In this section, we first introduce the dataset and parameter settings. Then we compare our proposed model TGA with several baselines and analyze the results of comparative experiments. Finally, we verify the effectiveness of each module of TGA by ablation study and dissect the impact of hyper-parameters by parameter sensitivity experiments.
The Weibo dataset utilized in this paper is retrieved from the DataFountain website (datafountain.cn). The multi-modal dataset is provided by the Beijing Municipal Bureau of Economy and Information Technology and the Big Data Expert Committee of the Chinese Computer Society and includes various fields such as Weibo texts, comments, images, and labels for three categories: "no judgment required", "fake news", and "real news". We selected only two labels: "fake news" and "real news". To clean up the dataset, we preserved only the Chinese characters of the Weibo text and removed content like emojis and meaningless symbols.
We also removed duplicate and low-quality images to ensure the dataset's quality. In this work, we focused on studying text and images, so text-only tweets were deleted, and only one image was kept for tweets with multiple images. After processing, 17,848 pieces of data totaled real and false news in eight categories: science and technology, politics, the military, finance and business, social life, sports and entertainment, medical and health, education, and examination. Due to a limited amount of data in the last four fields, we used data from the first four fields only. All the data in the first four categories were merged and randomly split into a training set (80%), a validation set (10%), and a test set (10%), totaling 16,417 items. Table 1 displays the dataset's specifics.
Domain/Statistics | Fake news | Real news | Total | |
Finance | 428 | 350 | 778 | |
Society | 5642 | 5409 | 11,051 | |
Entertainment | 556 | 733 | 1299 | |
Health | 1756 | 1533 | 3289 | |
Training set | 6840 | 5007 | 11,847 | |
Test set | 564 | 427 | 991 |
The Twitter [40] dataset was released for Verifying Multimedia Use task at MediaEval.

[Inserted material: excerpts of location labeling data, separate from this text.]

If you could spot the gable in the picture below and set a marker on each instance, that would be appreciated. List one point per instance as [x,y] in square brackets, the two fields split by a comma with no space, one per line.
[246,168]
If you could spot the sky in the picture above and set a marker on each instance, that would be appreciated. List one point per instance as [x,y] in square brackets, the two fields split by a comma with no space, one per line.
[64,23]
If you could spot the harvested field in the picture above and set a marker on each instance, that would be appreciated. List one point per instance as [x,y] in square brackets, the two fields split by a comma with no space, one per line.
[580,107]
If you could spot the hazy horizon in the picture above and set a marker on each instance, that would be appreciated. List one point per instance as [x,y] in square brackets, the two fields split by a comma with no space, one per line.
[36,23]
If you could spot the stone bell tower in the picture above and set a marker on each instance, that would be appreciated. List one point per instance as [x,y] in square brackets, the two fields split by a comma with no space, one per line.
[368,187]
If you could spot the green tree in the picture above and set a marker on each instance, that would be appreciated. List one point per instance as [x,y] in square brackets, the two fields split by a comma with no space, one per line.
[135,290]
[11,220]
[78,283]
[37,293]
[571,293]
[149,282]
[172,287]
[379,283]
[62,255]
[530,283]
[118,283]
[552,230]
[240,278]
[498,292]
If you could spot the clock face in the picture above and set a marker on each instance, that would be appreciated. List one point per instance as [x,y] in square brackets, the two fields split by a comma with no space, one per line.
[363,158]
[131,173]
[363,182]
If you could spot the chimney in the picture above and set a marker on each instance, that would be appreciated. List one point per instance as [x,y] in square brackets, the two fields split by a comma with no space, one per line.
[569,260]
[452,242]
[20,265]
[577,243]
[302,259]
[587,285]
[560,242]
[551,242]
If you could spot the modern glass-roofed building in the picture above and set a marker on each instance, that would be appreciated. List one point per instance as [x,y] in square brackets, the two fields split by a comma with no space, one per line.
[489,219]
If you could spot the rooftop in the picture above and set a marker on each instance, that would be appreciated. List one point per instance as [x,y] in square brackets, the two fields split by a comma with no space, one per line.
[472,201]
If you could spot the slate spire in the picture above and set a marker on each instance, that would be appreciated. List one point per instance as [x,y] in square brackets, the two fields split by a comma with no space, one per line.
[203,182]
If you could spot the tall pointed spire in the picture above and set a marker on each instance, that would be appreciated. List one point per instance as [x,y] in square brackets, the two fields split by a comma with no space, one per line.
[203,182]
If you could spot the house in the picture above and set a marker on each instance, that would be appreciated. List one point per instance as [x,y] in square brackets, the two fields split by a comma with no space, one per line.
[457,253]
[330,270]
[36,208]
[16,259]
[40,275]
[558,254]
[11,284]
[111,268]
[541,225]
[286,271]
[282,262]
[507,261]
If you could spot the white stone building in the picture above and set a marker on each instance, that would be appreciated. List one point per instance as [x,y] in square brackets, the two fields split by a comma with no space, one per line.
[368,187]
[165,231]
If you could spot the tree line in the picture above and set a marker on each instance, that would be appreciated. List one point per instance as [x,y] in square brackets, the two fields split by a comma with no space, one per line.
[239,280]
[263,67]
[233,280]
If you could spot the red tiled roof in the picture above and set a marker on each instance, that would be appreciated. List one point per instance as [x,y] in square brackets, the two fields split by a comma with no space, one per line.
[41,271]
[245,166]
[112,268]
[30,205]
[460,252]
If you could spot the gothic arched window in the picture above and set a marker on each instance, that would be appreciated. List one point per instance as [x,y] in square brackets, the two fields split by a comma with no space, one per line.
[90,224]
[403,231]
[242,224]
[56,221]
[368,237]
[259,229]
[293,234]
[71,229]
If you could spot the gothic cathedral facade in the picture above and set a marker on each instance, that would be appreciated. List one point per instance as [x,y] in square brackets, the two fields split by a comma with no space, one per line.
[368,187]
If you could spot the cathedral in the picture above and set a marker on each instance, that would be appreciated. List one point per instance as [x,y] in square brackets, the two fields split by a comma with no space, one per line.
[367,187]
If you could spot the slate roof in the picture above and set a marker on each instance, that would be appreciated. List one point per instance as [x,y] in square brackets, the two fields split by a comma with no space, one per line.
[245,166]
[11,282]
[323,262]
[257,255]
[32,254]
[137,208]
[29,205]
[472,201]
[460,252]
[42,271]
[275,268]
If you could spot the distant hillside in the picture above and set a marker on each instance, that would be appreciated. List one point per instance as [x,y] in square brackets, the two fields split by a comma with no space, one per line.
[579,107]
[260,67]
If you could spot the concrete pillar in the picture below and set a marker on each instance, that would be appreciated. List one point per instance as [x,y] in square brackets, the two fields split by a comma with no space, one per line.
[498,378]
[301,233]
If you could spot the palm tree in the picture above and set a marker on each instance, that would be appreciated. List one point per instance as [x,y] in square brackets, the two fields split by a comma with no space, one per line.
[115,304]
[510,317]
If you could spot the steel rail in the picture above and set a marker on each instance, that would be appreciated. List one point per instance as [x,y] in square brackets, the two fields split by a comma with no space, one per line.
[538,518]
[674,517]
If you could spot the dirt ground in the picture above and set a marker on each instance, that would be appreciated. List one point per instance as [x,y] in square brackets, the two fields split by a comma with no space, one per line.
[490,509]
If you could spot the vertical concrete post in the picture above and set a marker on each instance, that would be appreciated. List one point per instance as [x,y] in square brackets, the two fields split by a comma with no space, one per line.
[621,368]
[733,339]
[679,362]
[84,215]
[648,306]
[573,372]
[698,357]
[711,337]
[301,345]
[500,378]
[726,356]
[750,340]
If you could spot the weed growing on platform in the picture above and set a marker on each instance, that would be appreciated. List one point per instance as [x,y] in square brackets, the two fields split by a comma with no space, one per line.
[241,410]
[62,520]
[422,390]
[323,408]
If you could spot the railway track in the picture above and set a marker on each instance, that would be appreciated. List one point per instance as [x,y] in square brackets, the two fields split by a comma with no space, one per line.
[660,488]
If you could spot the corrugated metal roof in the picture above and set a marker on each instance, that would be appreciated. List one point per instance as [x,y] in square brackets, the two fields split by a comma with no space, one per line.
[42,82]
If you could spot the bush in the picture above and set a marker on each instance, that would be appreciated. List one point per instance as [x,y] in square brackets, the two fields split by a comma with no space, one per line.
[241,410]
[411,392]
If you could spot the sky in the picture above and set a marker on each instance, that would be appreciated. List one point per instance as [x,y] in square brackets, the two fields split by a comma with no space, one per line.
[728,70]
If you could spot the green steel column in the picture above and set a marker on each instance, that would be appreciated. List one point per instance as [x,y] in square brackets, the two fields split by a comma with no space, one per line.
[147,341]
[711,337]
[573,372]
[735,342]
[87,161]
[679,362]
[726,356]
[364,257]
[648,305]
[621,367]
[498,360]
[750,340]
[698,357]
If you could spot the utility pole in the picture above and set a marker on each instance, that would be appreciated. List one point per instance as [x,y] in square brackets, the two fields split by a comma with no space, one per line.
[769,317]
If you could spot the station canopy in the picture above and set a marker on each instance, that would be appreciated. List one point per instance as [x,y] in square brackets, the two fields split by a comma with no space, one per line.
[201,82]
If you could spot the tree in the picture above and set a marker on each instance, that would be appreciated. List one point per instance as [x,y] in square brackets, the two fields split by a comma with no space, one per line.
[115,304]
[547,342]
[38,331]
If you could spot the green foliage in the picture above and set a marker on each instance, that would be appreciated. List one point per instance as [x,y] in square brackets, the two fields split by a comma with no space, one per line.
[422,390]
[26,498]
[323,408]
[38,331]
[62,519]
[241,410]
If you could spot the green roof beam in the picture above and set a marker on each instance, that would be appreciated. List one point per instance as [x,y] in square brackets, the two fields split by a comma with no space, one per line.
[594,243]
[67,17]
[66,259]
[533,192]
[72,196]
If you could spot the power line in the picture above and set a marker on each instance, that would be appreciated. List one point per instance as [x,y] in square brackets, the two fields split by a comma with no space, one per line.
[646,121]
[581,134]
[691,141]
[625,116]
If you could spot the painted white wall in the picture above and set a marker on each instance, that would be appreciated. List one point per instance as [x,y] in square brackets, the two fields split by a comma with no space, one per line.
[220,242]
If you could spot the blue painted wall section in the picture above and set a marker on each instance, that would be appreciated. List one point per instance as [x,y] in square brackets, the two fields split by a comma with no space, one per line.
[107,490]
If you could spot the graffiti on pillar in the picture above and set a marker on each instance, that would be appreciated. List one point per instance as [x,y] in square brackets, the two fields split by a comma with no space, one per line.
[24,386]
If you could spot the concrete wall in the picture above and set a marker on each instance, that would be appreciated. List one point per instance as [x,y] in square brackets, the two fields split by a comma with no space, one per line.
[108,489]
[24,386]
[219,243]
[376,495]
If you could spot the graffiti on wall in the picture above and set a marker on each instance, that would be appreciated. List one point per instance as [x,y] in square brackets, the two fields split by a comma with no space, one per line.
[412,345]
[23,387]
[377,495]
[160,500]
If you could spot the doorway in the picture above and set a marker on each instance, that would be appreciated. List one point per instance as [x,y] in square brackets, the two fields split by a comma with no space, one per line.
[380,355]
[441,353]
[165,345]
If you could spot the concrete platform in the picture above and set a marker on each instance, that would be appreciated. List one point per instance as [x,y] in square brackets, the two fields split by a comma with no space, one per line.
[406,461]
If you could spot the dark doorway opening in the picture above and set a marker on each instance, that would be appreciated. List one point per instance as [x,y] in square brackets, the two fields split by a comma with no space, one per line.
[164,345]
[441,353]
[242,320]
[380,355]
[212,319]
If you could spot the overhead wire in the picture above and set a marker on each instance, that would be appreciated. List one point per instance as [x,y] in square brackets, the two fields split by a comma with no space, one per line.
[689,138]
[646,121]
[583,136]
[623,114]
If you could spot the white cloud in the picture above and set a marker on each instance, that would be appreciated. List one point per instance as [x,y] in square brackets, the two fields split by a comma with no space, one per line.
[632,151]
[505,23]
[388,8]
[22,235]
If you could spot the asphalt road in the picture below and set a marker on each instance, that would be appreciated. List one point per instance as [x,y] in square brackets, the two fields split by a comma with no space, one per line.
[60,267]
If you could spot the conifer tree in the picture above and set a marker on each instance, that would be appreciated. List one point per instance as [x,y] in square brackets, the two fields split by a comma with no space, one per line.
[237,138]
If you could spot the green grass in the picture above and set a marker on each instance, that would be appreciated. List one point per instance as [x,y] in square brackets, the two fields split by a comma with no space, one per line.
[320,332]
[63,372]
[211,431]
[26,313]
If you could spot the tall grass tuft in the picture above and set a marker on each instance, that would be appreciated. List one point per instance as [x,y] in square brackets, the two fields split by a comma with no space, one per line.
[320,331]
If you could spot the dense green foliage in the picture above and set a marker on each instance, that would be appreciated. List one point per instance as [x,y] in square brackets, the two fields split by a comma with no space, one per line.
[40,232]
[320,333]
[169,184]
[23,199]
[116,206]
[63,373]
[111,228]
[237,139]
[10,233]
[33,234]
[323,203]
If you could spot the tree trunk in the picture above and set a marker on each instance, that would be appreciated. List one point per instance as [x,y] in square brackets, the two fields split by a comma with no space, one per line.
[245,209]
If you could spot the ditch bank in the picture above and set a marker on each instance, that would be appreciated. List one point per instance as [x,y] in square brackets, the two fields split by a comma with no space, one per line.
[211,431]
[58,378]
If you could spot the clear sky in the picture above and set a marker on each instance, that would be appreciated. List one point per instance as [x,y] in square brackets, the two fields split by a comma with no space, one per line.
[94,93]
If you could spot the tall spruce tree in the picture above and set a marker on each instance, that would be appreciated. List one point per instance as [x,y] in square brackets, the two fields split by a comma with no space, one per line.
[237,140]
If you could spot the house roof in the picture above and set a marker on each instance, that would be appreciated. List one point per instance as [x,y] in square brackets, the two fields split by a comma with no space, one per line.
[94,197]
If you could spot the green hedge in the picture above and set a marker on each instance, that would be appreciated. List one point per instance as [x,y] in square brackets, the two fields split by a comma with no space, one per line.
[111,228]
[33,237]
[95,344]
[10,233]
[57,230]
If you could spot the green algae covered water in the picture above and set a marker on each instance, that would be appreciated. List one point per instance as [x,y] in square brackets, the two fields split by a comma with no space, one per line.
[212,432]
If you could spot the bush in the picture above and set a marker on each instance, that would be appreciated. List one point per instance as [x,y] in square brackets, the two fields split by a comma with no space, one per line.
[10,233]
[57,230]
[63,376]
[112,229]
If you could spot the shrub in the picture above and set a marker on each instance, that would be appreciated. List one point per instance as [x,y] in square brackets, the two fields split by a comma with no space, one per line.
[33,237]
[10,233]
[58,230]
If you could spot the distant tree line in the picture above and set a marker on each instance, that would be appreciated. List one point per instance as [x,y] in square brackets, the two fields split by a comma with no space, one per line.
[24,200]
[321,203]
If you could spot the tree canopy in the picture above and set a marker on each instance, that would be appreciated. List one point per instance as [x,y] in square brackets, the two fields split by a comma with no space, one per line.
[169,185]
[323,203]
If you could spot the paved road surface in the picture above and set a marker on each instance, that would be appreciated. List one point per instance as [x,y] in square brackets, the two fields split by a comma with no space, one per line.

In experiments, we keep the same data split scheme as the benchmark [40]. The training set contains 6840 real tweets and 5007 fake tweets, and the test set contains 991 posts, including 564 real tweets and 427 fake tweets. In experiments, we follow the same steps in weibo dataset to remove the duplicated and low-quality images to ensure the quality of the entire dataset.
The text feature extractor and image feature extractor produce output dimensions of 256 and 1024, respectively. The mapping function generates output dimensions of 128 for both text and image features. Furthermore, the text transformer implements multi-headed attention with eight heads, while the image transformer utilizes 16 heads. During training, we employ a batch size of 32, a learning rate of 0.001, and optimize the loss function using the Adam optimizer. To achieve faster convergence, we use a dynamic learning rate method. We record the F1-Score after each epoch and adjust the learning rate to 80% of the previous epoch's rate if the F1-Score does not improve from the previous epoch. Finally, we evaluate model performance using precision, recall, accuracy, and F1-Score.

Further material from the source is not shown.